The latest Alzheimer's item of interest is that a son of the late Ronald Reagan, a fellow popularly known as "Ron" and I believe is best known for having been a ballet dancer, seems to have written a book in which he claims that Alzheimer's was kicking Reagan, and thus by extension the U.S. and the world, in the butt as early as his first term in office, which began in 1981.
This contention, of course, will be bitterly and at once denied by Reagan's worshippers, and just a cursory look at the comments section to that article shows that process in action, though you have to wonder how people can so staunchly deny that that happened when, in the best of situations, it's not easy to say exactly when Alzheimer's starts Nor how could they have been more observant of anything about Reagan than his own son?
I've been here through a number of administrations now, and I remember thinking that as a President and as a person, Reagan was definitely on the fuzzy side, in his thinking, in his speaking, and even in his facial expressions, which were even more restricted than those of the lady with "Picks" that we see so often.

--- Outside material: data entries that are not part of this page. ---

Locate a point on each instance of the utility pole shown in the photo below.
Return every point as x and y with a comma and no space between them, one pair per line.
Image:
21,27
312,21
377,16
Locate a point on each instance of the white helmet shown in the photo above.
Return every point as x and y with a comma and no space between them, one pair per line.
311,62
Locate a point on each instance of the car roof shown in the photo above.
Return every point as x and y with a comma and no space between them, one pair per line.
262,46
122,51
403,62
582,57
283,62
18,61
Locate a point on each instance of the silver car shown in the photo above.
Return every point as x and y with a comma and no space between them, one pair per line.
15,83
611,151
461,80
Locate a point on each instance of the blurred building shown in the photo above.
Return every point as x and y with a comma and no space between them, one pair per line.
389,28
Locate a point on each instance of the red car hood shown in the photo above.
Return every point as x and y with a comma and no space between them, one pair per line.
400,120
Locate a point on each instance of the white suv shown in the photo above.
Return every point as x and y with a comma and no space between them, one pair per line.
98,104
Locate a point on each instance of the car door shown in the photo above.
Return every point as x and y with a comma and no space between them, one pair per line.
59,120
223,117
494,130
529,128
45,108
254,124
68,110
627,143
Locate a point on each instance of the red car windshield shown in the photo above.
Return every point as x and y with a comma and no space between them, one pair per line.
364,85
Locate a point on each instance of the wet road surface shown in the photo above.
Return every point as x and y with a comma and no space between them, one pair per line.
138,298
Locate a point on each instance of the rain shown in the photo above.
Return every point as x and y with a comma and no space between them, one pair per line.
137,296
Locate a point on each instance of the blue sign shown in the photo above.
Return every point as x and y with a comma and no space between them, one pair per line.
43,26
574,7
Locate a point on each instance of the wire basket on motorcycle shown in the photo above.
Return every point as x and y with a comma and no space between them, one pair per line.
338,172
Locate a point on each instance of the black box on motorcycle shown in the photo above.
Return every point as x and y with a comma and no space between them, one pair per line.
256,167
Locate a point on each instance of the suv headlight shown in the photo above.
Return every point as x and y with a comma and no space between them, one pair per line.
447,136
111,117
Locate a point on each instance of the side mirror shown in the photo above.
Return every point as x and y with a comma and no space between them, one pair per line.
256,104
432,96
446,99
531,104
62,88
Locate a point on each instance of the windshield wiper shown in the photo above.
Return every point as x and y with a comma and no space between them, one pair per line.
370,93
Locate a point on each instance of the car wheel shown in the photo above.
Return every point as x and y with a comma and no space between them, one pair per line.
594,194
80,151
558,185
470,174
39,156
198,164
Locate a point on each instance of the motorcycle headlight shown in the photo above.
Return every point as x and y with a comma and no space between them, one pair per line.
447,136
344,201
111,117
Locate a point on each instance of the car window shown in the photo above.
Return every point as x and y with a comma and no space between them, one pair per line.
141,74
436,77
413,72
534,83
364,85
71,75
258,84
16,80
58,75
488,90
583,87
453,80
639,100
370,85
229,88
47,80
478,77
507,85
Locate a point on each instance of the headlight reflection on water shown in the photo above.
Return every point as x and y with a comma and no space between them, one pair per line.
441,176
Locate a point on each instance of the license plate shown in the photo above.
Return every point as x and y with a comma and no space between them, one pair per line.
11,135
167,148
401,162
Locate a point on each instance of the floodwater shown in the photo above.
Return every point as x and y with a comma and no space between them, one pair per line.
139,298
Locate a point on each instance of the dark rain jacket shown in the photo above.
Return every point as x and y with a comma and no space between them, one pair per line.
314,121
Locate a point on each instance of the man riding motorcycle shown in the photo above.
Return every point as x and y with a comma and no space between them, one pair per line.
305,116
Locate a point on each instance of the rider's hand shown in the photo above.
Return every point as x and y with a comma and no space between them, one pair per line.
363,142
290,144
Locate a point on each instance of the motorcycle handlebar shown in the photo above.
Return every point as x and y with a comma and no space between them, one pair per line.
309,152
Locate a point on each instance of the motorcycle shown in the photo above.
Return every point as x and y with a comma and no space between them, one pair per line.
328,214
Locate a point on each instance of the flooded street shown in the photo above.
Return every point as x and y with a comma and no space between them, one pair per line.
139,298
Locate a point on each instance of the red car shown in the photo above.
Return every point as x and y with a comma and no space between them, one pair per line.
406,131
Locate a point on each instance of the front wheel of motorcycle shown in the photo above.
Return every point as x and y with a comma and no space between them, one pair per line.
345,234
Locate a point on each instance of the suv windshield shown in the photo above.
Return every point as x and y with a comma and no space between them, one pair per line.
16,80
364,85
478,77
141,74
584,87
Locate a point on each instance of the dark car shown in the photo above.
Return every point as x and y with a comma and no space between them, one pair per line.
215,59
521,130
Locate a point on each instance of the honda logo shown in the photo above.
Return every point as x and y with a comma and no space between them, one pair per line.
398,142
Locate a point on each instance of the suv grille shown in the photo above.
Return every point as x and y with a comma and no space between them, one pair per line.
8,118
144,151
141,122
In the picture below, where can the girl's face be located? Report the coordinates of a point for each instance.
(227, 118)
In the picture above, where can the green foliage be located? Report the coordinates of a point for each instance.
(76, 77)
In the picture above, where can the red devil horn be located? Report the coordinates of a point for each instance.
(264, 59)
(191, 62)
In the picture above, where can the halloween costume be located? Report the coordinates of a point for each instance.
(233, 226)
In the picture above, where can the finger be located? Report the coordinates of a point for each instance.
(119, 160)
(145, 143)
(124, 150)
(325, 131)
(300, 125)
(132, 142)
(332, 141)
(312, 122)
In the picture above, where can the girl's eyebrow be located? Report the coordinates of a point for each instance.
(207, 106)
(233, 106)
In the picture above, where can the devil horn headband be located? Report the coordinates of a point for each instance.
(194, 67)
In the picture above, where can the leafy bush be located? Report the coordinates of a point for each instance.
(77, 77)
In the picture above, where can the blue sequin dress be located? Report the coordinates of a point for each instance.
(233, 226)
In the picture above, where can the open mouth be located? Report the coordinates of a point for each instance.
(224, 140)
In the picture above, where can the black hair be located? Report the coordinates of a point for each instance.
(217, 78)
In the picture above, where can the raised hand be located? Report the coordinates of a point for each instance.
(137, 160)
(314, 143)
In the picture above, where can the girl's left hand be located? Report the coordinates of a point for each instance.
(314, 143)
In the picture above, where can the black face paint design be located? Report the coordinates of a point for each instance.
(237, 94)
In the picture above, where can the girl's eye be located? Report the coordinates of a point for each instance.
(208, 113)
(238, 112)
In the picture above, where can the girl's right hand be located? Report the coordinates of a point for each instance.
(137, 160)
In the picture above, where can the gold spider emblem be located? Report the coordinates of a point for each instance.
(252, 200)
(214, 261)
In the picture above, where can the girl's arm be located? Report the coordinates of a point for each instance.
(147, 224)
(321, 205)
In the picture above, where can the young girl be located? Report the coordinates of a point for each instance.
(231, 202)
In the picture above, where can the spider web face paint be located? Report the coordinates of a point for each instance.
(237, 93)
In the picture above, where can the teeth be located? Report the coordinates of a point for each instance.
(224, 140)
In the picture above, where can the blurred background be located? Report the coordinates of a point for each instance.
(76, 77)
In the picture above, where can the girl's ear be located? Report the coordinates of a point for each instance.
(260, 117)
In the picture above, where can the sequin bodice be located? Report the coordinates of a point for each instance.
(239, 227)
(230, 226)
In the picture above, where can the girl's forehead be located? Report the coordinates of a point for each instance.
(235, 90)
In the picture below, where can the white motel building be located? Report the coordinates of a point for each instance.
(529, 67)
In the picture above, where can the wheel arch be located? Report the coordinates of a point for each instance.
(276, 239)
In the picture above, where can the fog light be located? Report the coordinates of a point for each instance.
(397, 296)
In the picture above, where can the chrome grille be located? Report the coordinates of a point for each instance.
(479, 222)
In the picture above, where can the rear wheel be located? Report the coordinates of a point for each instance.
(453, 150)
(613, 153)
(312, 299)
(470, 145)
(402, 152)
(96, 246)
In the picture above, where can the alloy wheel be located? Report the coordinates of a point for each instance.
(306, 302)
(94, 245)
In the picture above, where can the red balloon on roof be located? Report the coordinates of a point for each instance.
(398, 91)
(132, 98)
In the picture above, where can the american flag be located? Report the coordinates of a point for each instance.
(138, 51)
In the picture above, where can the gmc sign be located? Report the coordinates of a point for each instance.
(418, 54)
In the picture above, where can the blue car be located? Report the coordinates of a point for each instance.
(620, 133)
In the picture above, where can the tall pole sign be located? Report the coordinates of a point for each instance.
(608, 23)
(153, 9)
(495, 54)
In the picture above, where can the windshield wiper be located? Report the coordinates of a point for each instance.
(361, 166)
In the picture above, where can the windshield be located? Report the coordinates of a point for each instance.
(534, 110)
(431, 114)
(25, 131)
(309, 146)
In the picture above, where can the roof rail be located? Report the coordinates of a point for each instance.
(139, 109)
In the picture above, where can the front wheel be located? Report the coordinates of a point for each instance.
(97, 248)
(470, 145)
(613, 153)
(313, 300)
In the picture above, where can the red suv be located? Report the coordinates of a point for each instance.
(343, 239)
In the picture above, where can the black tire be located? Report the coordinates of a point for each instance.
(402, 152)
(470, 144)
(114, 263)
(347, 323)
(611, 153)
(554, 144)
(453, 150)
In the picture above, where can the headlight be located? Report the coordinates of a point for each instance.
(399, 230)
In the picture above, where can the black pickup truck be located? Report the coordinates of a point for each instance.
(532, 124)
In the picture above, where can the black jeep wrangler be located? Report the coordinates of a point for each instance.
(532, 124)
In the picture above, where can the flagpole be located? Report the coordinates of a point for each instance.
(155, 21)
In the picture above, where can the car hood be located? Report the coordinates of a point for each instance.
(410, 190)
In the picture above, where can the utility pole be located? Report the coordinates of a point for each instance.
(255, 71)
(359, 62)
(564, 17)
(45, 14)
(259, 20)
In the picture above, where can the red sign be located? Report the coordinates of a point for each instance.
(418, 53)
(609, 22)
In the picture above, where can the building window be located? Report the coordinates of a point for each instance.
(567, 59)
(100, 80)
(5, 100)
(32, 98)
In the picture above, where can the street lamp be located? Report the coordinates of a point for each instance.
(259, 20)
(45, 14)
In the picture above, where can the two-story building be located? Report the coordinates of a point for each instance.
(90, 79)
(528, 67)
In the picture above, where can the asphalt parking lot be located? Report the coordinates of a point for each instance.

At least she alternates her cheerful expression with one suggesting that she might be listening carefully, but the only one I remember Reagan using was of eternal good cheer, often with his head cocked to one side in a patented stance that he could only have perfected through years of work in mirrors.
"Ron's" contentions make me wonder now whether GWBush's many misdeeds could be chalked up not so much as before to his being a quite ordinary clunk who was put into office by gross chichanery in high places, as it was because he may also have been a victim of Alzheimer's, at an earlier age than Reagan but comparable with that of our friend. Bush always projected a similar fuzziness, which was usually chalked up to things he shouldn't have intaken, and with consequences as dire as Reagan's, Reagan by running up huge debts that nearly bankrupted the country while getting ready for nuclear war, and Bush because of his disastrous reactions to 9/11, especially his illogical invasions of Afghanistan and Iraq instead of Saudi Arabia, from which most of those perpetrators had hailed.
This makes me think that with such a lack of figures of genuine intellect, human decency, and real stature among their number, the Republicans would not hesitate to put up for election even chimpanzees with names like "Bonzo," just so long as the candidate was adept at mouthing their ideology. The ideology, that's all that matters, and they can win elections because too many of the voters can identify with those attitudes, personally.
So, in the most recent Presidential elections, the Republicans could do nothing better than to follow up Reagan and Bush by offering the country not one but a pair, of whom both could be called -- well, we don't want to call them a name as uncharitable as "knuckleheads," and so instead we will satisfy ourselves with saying that it was so obvious that neither person was able to distinguish a hole in the ground from one of their bodily regions that is south of and so near and dear to theii hearts.
(I offer my sincere apology to Alzheimer's for what became the main thrust of this post.)